AKP İÇİN MESELE YAŞAM TARZI

- AKP'nin referandum sonrasında sahil raporu hazırlattığını duymuşsunuzdur. Nasıl karşıladınız?

D.Y. :
'Hayır diyenleri 'darbeci', 'kumsal partisinin destekçileri' olarak itham eden Erdoğan, bu yaşam tarzına dair sembollerin tümünün parti teşkilatı tarafından İzmir'de kullanıldığının farkında olmalı. AKP de meseleyi bir yaşam tarzı meselesine indirgemiş durumda.
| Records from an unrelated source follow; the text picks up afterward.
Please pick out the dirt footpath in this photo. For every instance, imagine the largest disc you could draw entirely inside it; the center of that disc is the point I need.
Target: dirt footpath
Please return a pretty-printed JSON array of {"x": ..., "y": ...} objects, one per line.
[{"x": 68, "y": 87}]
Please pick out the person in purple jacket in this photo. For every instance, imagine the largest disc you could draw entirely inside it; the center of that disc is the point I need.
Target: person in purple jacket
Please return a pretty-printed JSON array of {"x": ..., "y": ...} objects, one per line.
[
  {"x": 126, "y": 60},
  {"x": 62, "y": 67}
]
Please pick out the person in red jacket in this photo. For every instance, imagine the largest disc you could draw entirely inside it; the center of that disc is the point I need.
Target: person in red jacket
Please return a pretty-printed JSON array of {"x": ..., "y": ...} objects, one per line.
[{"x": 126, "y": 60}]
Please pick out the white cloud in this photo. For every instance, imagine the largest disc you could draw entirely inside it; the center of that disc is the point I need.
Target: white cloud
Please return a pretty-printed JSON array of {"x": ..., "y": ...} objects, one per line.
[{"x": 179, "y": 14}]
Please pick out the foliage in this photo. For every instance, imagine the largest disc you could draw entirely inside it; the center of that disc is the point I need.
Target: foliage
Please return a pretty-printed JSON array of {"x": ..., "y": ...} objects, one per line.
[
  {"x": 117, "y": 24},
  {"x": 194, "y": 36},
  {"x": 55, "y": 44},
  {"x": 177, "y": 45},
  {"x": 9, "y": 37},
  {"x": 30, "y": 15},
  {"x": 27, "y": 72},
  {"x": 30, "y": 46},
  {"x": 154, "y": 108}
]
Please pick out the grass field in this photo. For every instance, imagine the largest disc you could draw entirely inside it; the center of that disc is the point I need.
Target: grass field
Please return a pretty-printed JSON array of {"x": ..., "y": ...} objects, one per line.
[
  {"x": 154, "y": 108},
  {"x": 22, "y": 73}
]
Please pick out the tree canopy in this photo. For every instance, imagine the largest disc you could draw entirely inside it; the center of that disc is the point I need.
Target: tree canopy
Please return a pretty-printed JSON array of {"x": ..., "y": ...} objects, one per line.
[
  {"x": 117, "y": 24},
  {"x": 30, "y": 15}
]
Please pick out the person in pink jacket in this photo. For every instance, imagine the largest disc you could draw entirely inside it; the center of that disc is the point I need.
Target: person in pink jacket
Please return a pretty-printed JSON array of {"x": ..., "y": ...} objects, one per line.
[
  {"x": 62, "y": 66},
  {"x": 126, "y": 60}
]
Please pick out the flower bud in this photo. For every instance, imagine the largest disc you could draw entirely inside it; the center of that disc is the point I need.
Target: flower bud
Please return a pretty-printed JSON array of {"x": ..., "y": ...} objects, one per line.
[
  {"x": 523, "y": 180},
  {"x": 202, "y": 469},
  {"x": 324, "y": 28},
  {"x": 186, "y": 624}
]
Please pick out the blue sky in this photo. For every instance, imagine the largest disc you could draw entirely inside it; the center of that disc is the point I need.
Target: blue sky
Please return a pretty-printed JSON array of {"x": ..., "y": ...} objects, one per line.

Belediye seçimlerinde adayın eşinin ve çocuklarının 'modern' görünümünün öncelikle gözetilmesi, AKP il yönetimine 'mini etekli, şarap da içen manken'in girmesi, bunun medyada görünür kılınması. Bir önceki dönem AKP'de olan Buca Belediyesi'nin Türkiye'nin en büyük Atatürk maskını yaptırmaya başlaması. Tüm bunlar AKP'nin kentin hegemonik dili içinden konuşmaya çalıştığını gösterdi. Ama aslı varken, kimse suretine bakmaz. 2001'de başlayıp 2002 sonrasında istikrarlı bir şekilde sürdürülen o büyük ekonomik yoksullaşma programına da bakmaları gerekecek sahil raporunda. Onu tespit ettiklerinde önlem alabilecekler mi? Bizce mümkün değil, çünkü uluslararası çevrelerden bugüne kadar alınan onay, içeride bu yoksullaşma programını uygulayıp büyüklere kapıları açma konusundaki kararlı 'siyasal istikrar'dan bağımsız değil.